What I hadn’t expected was the island’s low speed limit.  It’s just 40mph at its fastest, 30 or less in built-up areas and down to 15 in “Green Lanes” (whatever they are).  As most of the roads are barely the width of our hired Ford Ka, I’m not sure how the road network can accommodate the cars of affluent residents.  (I spot more Rolls Royces in our five days on the island than I’ve seen in Gloucestershire all year.) The few roads that are multi-laned are always packed bumper-to-bumper with slow-moving traffic.

But it doesn’t matter that every journey is slow, because the distance to be travelled is tiny. Looking at the map, you assume a trip to the other side of the island will be a pleasant day out, so it comes as a shock when you arrive at your destination in less than half an hour.

We are staying in St Helier on the south coast. The drive to the zoo, near the north coast, takes about five minutes.  So although we are forced to drive slowly, it still feels as if we’re driving at great speed because we reach our destinations so quickly.  Sometimes it’s not even possible to map read as fast as we travel. I feel like I’m queen of the island, I’m mistress of the entire Jersey road network.

The low speed limit also makes the island seem bigger than it really is.  If we applied normal British speed restrictions, it would seem even tinier.  Any small state despot should follow suit: it will make him feel much more important.

If we were using at a road map that included the European mainland visible from Jersey’s east coast, we’d soon gain a true sense  of perspective.  But as the only land mass on our tourist map is the island itself, it’s easy to forget  how small it is – especially when the brochures are constantly boasting that we’re on the largest Channel Island.

I’m reminded of the long-suffering Miss Hardy, who had the misfortune to be my Geography teacher before the subject became cool.  The environmental movement must be a gift to Geography teachers everywhere, making the subject  relevant to pupils’ every day lives.
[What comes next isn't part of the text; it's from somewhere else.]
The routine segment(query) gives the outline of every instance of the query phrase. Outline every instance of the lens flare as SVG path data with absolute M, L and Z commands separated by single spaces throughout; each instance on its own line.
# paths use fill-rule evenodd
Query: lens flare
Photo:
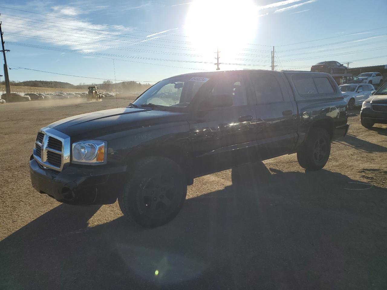
M 219 48 L 222 60 L 228 62 L 254 37 L 258 14 L 250 0 L 196 0 L 184 27 L 197 53 L 212 61 Z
I still struggle to find a practical use for my intimate knowledge of the jute production cycle. No wonder we got bored enough to play pranks, one by one hiding under the desks whenever her back was turned until the classroom seemed empty.

Despite our bad behaviour, Miss Hardy’s face would light up whenever she talked about a year she’d spent on an exchange in  an Australian school.  She told us once “I said to my hosts ‘You are so lucky to live on an island!’ and they said to me ‘But you do!'”  What a delightfully colonial mistake to make.  And if a Geography teacher can get confused about scale, I’ll not be too harsh on myself for my own misconception of Jersey.

I’m less sympathetic to the couple in front of me at the admissions desk to Jersey Museum.

“The island’s so much bigger than we thought it would be,” the woman was saying in a plaintive voice.  “In one episode of Bergerac, we saw John Nettles  on the north west coast, and the next minute he was in St Helier.  It took us half an hour to make the same journey!”

The lady behind the desk gave a wry smile.  I don’t think it was the first time she’d fielded this complaint.

“That’s just the editing,” she said patiently.  “It’s what television people do.”

Good old Bergerac, he must really have boosted tourism to the island – no wonder the museum attendant rushed to his defence. But I don’t think I’d choose him as my tour guide.